L Enfant et le Maudit NagabeAuteur de L’Enfant et le Maudit, un des mangas les plus marquants de l’année 2017, Nagabe surprend par son apparence juvénile. Et pour cause, il n’a que 24 ans. Pourtant, sa série témoigne d’une grande maturité graphique et scénaristique. Et, surtout, elle se détache complètement du cadre esthétique ordinaire du manga. Long entretien avec un mangaka plutôt réservé, mais qui se révèle loquace quand il s’agit d’évoquer son conte universel et intemporel.

On le voit dès la première couverture, à votre dessin et à votre histoire, vous êtes un mangaka à part, éloigné des contraintes éditoriales habituelles. Vous avez d’ailleurs été repéré sur Internet grâce à vos illustrations. Pouvez-vous nous dire ce qui vous a amené à devenir auteur de manga ?

D’aussi loin que je me souvienne, j’ai toujours aimé dessiner. Je n’ai par contre jamais vraiment eu de passion débordante pour le manga. Je voulais devenir illustrateur ou chara-designer mais je n’avais jamais pensé à devenir mangaka professionnel. Quand j’étais étudiant à l’université, je dessinais et m’amusais à poster mes illustrations sur Twitter et le site Pixiv. Un beau jour, alors que j’étais en deuxième année de fac, un éditeur a repéré mes dessins et m’a proposé d’en faire un manga. Un an et demi après cette proposition sortait mon premier manga. J’étais forcément très ému, mais je ne voyais que les imperfections de mon dessin. Je ne voulais pas rester sur ce goût d’inachevé et je ne voulais donc pas que ce soit mon unique contribution au monde du manga.
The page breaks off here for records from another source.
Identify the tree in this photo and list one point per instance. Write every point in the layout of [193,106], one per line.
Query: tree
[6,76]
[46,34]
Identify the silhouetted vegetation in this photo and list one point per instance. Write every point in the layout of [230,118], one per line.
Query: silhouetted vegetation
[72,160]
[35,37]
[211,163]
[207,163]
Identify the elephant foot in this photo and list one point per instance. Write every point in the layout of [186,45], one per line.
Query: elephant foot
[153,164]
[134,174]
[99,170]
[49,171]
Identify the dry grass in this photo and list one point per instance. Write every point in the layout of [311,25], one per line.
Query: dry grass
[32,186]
C’est dans ce contexte que je me suis finalement lancé dans une carrière de mangaka professionnel.

Buchou wa Onee, premier manga de Nagabe. Un one-shot yaoï avec des personnages anthropomorphiques et un héros travesti.
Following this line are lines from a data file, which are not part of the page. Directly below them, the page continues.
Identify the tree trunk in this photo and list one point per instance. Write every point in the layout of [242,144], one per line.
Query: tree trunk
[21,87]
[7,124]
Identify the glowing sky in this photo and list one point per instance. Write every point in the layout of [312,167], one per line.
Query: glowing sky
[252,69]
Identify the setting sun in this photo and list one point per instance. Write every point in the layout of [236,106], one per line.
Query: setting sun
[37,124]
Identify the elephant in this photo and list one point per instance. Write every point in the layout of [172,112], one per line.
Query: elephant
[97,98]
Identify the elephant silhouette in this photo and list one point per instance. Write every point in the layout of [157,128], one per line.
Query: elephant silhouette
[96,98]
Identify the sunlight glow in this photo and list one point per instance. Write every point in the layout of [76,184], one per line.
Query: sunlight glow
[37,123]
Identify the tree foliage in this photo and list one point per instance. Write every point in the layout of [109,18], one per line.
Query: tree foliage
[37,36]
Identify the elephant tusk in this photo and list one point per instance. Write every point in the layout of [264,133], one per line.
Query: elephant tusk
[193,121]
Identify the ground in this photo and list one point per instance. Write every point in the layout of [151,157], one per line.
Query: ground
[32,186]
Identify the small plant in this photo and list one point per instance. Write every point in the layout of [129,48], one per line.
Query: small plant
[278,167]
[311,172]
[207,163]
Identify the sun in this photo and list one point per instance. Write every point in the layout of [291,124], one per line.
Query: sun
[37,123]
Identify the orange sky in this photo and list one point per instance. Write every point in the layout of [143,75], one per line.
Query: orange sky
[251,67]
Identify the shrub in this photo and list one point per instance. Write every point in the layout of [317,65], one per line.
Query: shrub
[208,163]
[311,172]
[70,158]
Buchou wa Onee, premier manga de Nagabe. Un one-shot yaoï avec des personnages anthropomorphiques et un héros travesti.

D’où vous est venue cette idée de  duo que tout oppose ?

J’ai toujours eu l’habitude de dessiner sans but particulier, en me laissant porter par l’instant. Au bout d’un moment, il y a eu deux personnages que je m’amusais à dessiner, qui revenaient régulièrement. Ils sont sortis du lot. Une petite fille, Sheeva, et une sorte de monstre aux allures animales, le Professeur. À force de les dessiner et de les voir, je me suis attaché et j’ai commencé à leur imaginer une histoire. Petit à petit m’est venue l’idée de rapprocher ces êtres qui n’auraient jamais dû se rencontrer et de les faire vivre ensemble. J’y ai ajouté la malédiction qui les empêche de se toucher. Il fallait donc qu’ils trouvent un autre moyen pour exprimer l’affection qu’ils éprouvent l’un envers l’autre.
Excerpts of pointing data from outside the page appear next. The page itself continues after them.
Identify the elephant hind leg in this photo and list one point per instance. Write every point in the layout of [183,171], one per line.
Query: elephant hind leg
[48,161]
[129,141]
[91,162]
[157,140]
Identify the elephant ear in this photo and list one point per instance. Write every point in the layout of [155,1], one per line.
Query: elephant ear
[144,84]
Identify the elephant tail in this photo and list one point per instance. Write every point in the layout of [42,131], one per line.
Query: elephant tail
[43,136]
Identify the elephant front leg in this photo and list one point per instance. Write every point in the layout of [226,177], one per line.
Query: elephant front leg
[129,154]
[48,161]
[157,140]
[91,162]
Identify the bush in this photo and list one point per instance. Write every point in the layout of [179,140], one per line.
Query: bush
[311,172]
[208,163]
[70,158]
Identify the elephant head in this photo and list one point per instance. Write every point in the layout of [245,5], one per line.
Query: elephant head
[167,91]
Vos œuvres reposent d’ailleurs souvent sur un duo inter-espèces dans lesquelles vous mettez en scène des relations hommes/créatures. Pour quelle raison ?

Tout d’abord, j’ai toujours aimé dessiner des animaux et créatures plus ou moins monstrueuses. Inversement, je n’ai jamais vraiment aimé dessiner les humains. Je les trouve tous identiques, et en plus c’est déjà vu et revu… tout le monde fait ça.

Et du coup, qu’est-ce qui vous attire dans ces couples ?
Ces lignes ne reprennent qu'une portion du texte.